Baker's views didn't change, even as Comey told Trump a second and third time that he was not being investigated.
"His view was still that it . . . could be misleading, because the nature of the investigation was such that it might well touch — obviously, it would touch the campaign, and the person at the head of the campaign would be the candidate. And so that was his view throughout," Comey said.
Baker declined to comment.
Trump fired Comey on May 9. Discussing the firing, Trump said in an interview with NBC, "In fact, when I decided to just do it, I said to myself, I said, 'You know, this Russia thing with Trump and Russia is a made up story, it's an excuse by the Democrats for having lost an election that they should have won.' "
Comey took notes after each of his nine meetings or phone calls with Trump, including one alone with the president in the Oval Office on Feb. 14, the day after Flynn was forced to resign. Comey testified that Trump said to him, "I hope you can let this go." The president has denied that he told Comey to drop the Flynn investigation.
Comey told lawmakers he gave notes he had taken after that meeting and his other eight meetings or phone calls he had with Trump to Mueller.
Two senior intelligence officials, Daniel Coats, the current director of national intelligence, and Mike Rogers, the head of the National Security Agency, agreed to be interviewed by Mueller as early as this week.

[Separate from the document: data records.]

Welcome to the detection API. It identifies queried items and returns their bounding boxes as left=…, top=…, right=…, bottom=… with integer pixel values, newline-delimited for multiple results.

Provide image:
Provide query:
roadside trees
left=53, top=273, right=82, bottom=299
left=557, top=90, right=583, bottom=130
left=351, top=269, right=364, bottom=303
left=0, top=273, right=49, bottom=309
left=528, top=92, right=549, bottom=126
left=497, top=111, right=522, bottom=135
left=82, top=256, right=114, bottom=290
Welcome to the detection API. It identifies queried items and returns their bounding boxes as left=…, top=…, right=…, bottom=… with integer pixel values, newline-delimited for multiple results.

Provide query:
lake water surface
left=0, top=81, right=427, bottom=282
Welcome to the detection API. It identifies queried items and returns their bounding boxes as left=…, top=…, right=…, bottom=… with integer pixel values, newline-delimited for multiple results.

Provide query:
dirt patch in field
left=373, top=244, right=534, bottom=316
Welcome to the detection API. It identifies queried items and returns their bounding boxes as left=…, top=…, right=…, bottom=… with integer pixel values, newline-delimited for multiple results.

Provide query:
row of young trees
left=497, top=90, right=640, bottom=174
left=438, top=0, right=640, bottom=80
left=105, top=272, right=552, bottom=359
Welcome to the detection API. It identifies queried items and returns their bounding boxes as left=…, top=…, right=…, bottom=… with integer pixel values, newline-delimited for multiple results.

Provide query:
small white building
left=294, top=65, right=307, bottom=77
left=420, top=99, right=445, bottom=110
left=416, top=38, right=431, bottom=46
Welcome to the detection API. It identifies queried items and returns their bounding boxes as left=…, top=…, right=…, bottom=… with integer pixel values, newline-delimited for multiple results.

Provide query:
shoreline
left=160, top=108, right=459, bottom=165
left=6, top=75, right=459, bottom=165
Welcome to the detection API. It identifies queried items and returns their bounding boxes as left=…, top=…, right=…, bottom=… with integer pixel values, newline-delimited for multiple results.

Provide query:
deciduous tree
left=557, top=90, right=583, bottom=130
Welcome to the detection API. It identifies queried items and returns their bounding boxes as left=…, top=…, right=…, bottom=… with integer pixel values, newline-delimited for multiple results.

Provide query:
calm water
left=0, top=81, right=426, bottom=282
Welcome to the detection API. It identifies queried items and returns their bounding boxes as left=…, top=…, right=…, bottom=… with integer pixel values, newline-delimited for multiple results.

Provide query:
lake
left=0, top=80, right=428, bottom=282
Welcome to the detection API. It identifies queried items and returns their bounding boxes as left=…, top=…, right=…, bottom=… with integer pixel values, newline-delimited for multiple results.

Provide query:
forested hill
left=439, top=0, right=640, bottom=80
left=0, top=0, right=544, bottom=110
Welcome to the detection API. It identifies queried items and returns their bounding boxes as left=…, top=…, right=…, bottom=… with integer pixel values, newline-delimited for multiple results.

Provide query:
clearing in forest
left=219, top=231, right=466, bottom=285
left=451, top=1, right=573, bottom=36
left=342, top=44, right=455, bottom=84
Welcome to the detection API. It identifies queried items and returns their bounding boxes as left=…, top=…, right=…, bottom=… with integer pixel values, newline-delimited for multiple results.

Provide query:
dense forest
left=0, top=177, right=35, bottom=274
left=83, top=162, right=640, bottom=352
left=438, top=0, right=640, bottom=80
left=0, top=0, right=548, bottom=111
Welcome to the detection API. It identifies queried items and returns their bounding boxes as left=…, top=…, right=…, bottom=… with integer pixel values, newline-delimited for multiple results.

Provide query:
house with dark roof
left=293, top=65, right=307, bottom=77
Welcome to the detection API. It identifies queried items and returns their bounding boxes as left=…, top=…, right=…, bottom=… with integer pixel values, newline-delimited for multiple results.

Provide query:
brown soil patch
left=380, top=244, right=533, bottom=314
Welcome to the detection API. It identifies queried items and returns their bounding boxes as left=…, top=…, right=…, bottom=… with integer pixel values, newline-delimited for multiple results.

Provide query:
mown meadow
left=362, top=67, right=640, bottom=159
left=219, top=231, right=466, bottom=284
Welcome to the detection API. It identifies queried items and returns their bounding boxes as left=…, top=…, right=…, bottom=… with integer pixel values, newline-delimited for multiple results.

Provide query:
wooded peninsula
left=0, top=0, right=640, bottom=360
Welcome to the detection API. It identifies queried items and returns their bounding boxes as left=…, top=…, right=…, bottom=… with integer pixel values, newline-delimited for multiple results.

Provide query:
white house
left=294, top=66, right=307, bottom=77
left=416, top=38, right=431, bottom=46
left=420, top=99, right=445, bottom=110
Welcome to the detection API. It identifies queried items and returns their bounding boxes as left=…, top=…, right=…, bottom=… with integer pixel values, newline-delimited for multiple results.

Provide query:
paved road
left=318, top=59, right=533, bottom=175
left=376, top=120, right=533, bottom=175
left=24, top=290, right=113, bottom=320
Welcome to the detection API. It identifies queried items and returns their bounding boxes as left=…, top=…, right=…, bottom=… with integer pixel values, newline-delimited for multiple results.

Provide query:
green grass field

Trump spoke to Coats and Rogers about the Russia investigation, according to officials. Coats told associates that Trump asked him whether he could intervene with Comey to get the FBI to back off its focus on Flynn, the officials said. Coats later told lawmakers he never felt pressured to intervene.
Trump later telephoned Coats and Rogers to separately ask them to issue public statements denying that there was any evidence of coordination between Trump's campaign and Russian officials. Coats and Rogers refused to comply with the president's requests, officials said.